Support multiple versions in the CRD definition (e.g., v1beta1, v1). Implement a conversion webhook to translate between versions, allowing new clients to use v1 while old clients continue to use v1beta1 against the same stored object.

Why: Conversion webhooks are the native Kubernetes mechanism for enabling non-disruptive API evolution, which is critical for a stable platform product.

IDPs and Developer Experience

Reduce developer cognitive load and improve discoverability by centralizing tools, documentation, and software assets.

Implement an Internal Developer Portal (IDP) using a framework like CNCF Backstage. Populate its Software Catalog, provide Software Templates for scaffolding new services, and integrate TechDocs for "docs-as-code".

Why: An IDP acts as a "single pane of glass" for developers, providing golden paths and self-service capabilities that abstract platform complexity and accelerate onboarding and development.

Reference

Provide a single, reliable inventory of all software in the organization, including ownership, dependencies, and operational status.

Implement a software catalog (e.g., Backstage Software Catalog) populated via `catalog-info.yaml` files in Git repositories.

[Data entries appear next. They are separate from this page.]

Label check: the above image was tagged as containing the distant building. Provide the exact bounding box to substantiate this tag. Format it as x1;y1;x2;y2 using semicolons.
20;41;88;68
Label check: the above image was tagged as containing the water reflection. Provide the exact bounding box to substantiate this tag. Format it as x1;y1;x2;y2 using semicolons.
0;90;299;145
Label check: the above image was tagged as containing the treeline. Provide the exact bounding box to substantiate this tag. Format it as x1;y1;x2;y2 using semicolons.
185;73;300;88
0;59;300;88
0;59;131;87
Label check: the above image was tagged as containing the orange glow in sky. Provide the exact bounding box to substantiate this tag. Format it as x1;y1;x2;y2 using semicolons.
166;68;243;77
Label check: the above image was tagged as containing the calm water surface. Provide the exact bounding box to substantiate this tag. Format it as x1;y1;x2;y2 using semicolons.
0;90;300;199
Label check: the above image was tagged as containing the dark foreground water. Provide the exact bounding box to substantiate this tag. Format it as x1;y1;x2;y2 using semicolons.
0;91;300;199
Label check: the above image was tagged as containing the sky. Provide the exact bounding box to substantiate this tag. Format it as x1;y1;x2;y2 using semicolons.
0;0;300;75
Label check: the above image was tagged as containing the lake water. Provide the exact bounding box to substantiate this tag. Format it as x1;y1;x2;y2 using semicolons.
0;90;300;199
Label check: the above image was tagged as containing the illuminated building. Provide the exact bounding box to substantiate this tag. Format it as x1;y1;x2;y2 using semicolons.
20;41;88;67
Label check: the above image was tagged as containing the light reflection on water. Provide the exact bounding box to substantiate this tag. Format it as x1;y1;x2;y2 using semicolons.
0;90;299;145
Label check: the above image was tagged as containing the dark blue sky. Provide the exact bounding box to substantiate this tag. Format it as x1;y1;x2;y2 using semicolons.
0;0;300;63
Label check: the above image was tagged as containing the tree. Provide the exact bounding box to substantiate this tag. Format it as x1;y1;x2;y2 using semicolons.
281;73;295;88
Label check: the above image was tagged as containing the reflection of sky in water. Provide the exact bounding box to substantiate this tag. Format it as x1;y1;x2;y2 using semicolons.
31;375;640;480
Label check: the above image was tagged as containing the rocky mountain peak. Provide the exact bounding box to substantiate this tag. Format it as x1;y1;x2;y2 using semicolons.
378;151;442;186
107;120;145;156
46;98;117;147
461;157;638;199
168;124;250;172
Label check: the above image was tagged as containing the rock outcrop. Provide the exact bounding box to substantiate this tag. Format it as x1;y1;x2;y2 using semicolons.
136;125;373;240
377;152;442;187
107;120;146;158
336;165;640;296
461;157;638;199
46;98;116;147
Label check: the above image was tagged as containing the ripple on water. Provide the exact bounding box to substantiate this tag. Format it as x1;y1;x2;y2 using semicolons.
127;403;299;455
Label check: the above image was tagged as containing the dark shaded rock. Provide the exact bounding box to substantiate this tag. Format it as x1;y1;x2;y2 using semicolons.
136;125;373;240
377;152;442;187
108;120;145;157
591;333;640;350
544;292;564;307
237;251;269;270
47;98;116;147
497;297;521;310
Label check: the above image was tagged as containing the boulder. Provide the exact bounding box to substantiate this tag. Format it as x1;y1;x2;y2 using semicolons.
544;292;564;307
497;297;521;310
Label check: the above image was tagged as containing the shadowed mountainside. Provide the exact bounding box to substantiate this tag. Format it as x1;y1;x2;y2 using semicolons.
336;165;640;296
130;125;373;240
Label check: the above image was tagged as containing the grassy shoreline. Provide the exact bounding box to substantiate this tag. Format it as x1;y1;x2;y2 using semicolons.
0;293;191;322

This creates a central, searchable registry of services, libraries, APIs, etc.

Why: A catalog solves discoverability ("what services exist?") and ownership ("who do I talk to about this service?"), which is critical for scaling microservice architectures.

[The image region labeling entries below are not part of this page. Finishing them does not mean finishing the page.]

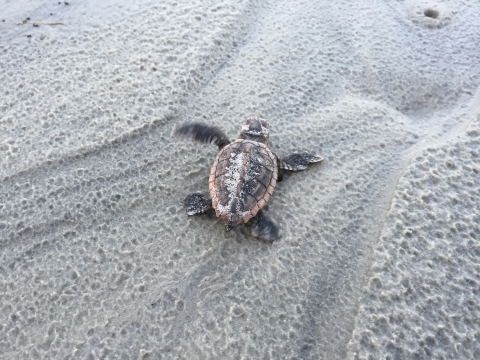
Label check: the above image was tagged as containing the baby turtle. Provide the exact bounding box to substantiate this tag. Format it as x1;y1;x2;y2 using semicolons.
172;118;323;241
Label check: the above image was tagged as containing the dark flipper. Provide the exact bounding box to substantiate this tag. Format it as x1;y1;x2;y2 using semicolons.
277;153;323;171
172;123;230;149
252;210;279;241
183;193;212;215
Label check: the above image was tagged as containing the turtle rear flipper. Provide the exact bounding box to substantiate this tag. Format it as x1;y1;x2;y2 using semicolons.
183;193;212;215
172;123;230;150
252;210;280;241
277;153;323;171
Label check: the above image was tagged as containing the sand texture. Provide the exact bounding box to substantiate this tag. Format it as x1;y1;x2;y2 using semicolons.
0;0;480;360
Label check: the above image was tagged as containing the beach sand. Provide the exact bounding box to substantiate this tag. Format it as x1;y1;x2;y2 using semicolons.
0;0;480;360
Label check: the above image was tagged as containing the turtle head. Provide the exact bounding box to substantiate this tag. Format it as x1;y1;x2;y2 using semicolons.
238;118;270;144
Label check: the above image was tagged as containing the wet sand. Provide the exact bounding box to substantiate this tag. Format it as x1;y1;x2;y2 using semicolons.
0;1;480;359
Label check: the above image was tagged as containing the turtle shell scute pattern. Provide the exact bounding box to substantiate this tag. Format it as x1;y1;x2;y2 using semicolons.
209;139;278;226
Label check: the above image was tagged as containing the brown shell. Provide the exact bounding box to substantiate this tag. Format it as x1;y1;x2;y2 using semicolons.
208;139;278;226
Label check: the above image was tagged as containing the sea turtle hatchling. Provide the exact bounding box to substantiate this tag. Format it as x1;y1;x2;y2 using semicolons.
172;118;323;241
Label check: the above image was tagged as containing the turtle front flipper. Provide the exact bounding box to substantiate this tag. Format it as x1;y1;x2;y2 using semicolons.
183;193;212;215
172;123;230;150
277;153;323;171
252;210;280;241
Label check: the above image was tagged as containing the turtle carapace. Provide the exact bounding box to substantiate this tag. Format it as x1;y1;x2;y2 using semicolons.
172;118;323;241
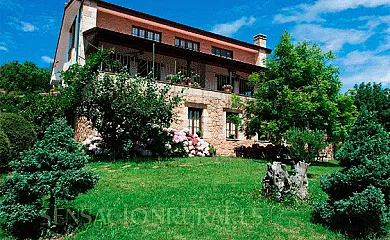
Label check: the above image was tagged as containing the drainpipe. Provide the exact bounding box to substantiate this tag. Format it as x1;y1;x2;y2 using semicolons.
76;0;85;63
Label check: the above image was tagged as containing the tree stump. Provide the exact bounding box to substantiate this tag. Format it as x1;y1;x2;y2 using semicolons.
262;162;310;200
290;162;310;200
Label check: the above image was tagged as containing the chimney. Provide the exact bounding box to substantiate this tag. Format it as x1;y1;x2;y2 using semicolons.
254;34;267;48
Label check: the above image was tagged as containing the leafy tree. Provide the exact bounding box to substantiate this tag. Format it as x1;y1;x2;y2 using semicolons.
348;83;390;132
0;128;11;168
285;128;327;163
0;113;37;162
0;62;50;93
63;50;181;157
246;32;353;143
313;109;390;237
0;120;99;237
18;94;72;139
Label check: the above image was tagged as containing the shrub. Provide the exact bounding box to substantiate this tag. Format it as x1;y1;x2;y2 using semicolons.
313;110;390;237
0;129;11;168
336;110;390;167
63;50;181;158
0;62;51;93
0;120;98;238
0;113;37;162
313;186;387;238
19;94;66;139
285;128;327;162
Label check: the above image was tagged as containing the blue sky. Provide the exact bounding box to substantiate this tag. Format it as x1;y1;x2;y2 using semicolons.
0;0;390;90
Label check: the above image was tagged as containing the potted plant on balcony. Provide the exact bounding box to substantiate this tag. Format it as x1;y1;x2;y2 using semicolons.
222;84;233;93
165;74;175;83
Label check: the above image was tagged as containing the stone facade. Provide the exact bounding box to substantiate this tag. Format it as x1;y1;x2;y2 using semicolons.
172;86;257;156
74;85;257;156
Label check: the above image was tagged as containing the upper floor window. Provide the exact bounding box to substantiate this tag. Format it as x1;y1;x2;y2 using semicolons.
215;74;233;91
68;20;76;61
132;26;161;42
238;78;254;96
211;47;233;58
175;38;200;52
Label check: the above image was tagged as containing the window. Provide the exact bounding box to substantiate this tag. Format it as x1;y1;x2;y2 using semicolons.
211;47;233;58
238;78;253;96
175;38;199;52
138;29;145;38
137;59;164;80
148;32;153;40
215;74;233;91
68;20;76;61
133;27;138;36
226;112;240;139
132;26;161;42
188;108;203;134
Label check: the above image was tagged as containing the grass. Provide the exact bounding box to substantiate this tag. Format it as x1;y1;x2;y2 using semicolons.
48;158;342;240
0;158;342;240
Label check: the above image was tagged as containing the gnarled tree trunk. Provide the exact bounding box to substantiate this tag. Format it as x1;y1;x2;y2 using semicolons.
262;162;310;200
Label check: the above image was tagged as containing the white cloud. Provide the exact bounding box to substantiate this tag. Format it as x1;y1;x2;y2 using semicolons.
41;56;54;63
292;24;372;52
211;17;256;37
339;36;390;89
0;0;23;12
8;17;38;32
20;22;37;32
274;0;390;23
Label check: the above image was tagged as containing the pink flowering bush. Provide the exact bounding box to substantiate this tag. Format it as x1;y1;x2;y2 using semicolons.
83;125;212;157
157;128;211;157
82;131;106;156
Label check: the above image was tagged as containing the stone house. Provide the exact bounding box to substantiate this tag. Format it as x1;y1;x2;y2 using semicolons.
51;0;271;156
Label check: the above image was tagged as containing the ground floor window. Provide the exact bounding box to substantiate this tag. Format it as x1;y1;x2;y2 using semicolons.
226;112;240;139
188;108;203;135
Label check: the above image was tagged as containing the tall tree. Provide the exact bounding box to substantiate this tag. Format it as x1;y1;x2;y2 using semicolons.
313;109;390;239
246;32;354;143
348;83;390;132
0;120;99;238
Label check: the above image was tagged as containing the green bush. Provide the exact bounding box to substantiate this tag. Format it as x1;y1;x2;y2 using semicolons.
313;110;390;238
0;113;37;162
63;50;181;158
0;120;99;238
0;62;51;93
0;129;11;169
313;186;387;238
336;110;390;167
285;128;327;162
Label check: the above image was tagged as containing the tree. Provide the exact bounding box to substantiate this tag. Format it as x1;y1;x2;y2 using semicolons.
63;50;181;158
0;62;51;93
0;112;37;165
246;32;353;143
313;109;390;237
0;120;99;238
348;83;390;132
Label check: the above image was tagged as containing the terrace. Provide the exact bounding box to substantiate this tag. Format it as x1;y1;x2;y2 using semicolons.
84;27;264;96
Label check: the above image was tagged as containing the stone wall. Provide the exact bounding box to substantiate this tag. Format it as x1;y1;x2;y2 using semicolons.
75;85;257;156
172;86;257;156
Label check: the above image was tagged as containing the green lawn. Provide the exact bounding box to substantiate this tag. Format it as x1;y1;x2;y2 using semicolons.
51;158;341;240
0;158;342;240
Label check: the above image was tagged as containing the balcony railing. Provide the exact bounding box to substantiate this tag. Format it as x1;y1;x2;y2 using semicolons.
101;53;254;96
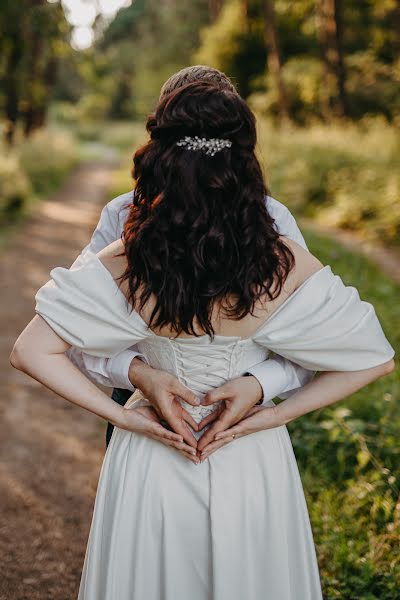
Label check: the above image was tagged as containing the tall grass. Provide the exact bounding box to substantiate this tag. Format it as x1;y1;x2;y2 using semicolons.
288;231;400;600
259;118;400;244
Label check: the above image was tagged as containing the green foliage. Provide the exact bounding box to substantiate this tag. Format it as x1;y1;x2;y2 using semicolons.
288;231;400;600
259;119;400;243
193;0;266;96
0;148;31;226
19;130;77;195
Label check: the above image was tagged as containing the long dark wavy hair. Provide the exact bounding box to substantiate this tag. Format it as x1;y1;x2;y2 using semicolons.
121;81;294;338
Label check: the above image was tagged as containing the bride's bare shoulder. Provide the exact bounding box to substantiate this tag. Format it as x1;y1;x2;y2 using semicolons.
280;235;324;289
97;240;128;280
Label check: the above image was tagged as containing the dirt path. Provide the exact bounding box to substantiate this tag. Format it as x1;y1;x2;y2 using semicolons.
298;218;400;282
0;162;118;600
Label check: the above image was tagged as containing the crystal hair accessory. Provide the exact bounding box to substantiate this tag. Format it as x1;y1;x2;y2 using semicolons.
176;135;232;156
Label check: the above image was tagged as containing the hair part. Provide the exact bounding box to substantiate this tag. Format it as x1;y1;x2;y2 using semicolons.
160;65;237;100
122;81;294;337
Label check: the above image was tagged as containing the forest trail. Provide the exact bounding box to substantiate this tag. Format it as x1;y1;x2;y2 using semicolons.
0;159;115;600
298;217;400;283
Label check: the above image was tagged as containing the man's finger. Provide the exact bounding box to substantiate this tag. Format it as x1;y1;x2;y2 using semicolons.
198;405;225;431
201;383;231;406
197;411;231;450
159;410;197;448
182;408;198;431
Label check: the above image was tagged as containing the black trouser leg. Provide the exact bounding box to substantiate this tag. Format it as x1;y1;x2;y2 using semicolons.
106;388;132;447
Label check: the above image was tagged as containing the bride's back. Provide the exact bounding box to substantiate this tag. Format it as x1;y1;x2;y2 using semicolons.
102;81;321;338
98;236;323;339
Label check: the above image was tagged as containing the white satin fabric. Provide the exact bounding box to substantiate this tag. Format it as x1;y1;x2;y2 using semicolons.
36;253;394;600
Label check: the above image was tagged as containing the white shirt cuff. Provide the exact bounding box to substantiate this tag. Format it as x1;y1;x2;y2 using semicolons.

Enable developers to create new, production-ready services that adhere to organizational standards in minutes.

Use a scaffolding tool like Backstage Software Templates. Define templates that generate a new Git repo with standard project structure, CI/CD pipeline configuration, observability dashboards, and `catalog-info.yaml`.

Why: Templates codify best practices and provide a "paved road" for developers, drastically reducing the time-to-first-commit and ensuring new services are created with security, observability, and compliance built-in.

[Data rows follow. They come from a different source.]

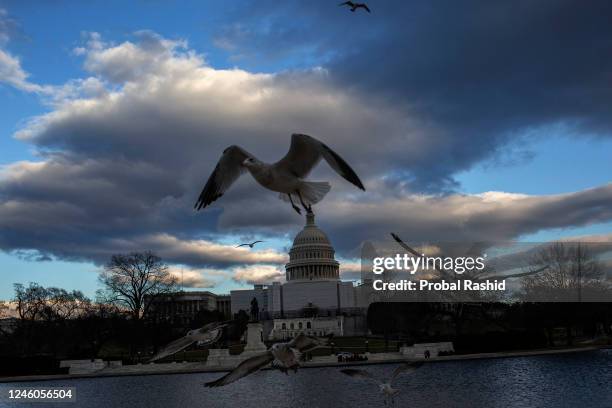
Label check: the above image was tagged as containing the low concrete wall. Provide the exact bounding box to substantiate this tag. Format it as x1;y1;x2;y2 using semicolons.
400;341;455;358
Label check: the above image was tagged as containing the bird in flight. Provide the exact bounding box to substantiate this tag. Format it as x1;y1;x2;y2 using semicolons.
149;321;231;362
340;361;423;405
204;333;329;387
339;1;371;13
236;241;264;248
195;134;365;214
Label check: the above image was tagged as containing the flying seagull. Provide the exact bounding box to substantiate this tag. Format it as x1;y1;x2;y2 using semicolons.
149;321;231;362
339;1;371;13
340;361;423;405
195;134;365;214
204;333;329;387
236;241;264;248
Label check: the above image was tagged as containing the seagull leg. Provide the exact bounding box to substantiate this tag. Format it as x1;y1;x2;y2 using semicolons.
287;194;302;215
295;190;312;213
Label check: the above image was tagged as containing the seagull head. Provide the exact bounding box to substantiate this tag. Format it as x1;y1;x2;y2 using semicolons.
242;157;263;169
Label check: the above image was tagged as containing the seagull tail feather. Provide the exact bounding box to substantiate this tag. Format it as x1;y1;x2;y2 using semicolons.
300;181;331;204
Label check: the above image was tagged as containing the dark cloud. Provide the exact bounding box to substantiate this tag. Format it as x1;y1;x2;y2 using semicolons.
216;0;612;191
0;22;612;272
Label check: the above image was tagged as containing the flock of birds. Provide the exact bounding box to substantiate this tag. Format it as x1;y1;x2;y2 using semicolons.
149;320;423;405
191;1;414;404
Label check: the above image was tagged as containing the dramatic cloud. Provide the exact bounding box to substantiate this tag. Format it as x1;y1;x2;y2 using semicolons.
218;0;612;191
0;27;612;285
233;265;285;285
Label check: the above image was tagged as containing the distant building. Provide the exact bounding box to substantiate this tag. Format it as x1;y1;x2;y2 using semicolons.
268;316;344;340
231;213;365;338
217;295;232;319
149;291;229;324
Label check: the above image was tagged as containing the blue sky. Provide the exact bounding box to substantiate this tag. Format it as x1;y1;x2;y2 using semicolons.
0;0;612;299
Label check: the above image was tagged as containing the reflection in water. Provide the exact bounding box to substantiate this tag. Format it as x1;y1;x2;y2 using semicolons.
0;350;612;408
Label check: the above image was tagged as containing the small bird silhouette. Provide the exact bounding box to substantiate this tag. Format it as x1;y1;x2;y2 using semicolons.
340;361;423;406
236;241;264;248
339;1;371;13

Ensure technical documentation is up-to-date, versioned, and co-located with the software it describes.

Adopt a "docs-as-code" approach. Store documentation in Markdown files within the service's Git repository. Use a tool like Backstage TechDocs to automatically build and render this documentation in the IDP.

Why: This model treats documentation like code—it can be reviewed in pull requests and is versioned alongside the feature it describes, preventing stale or outdated docs.

Measuring Your Platform

Measure the effectiveness of the platform and its impact on software delivery performance.

Track the four DORA metrics: Deployment Frequency (velocity), Lead Time for Changes (velocity), Change Failure Rate (stability), and Time to Restore Service (MTTR, stability).

Why: DORA metrics are industry-standard, outcome-oriented measures that are proven to correlate with organizational performance. They provide a balanced view of both speed and stability.

Reference

Provide accurate, granular cost visibility to teams using a shared Kubernetes platform.

Deploy a FinOps tool like OpenCost or Kubecost. Attribute costs to workloads based on their actual resource consumption over time. Allocate shared cluster costs (e.g., system components, node overhead) proportionally.

Why: Accurate chargeback/showback drives accountability and encourages teams to optimize resource usage. Without it, shared platform costs are opaque and difficult to manage.

Measure whether the platform is actually providing value and being used by development teams.

Track the adoption rate of key platform features, especially golden path templates and shared CI/CD pipelines. Supplement with developer satisfaction surveys (NPS-style).

Why: High adoption of optional, opinionated platform features is a strong signal that the platform is solving real problems. Low adoption indicates a mismatch with developer needs.

Assess the current state of the platform and create a roadmap for improvement.

Use a Platform Maturity Model to evaluate capabilities across multiple dimensions: e.g., Self-Service, Observability, Security, Reliability, and Governance. Define levels from ad-hoc/manual to fully automated and optimized.

Why: A maturity model provides a structured framework for self-assessment, helps identify weak spots, and aligns the team on a strategic vision for the platform's evolution.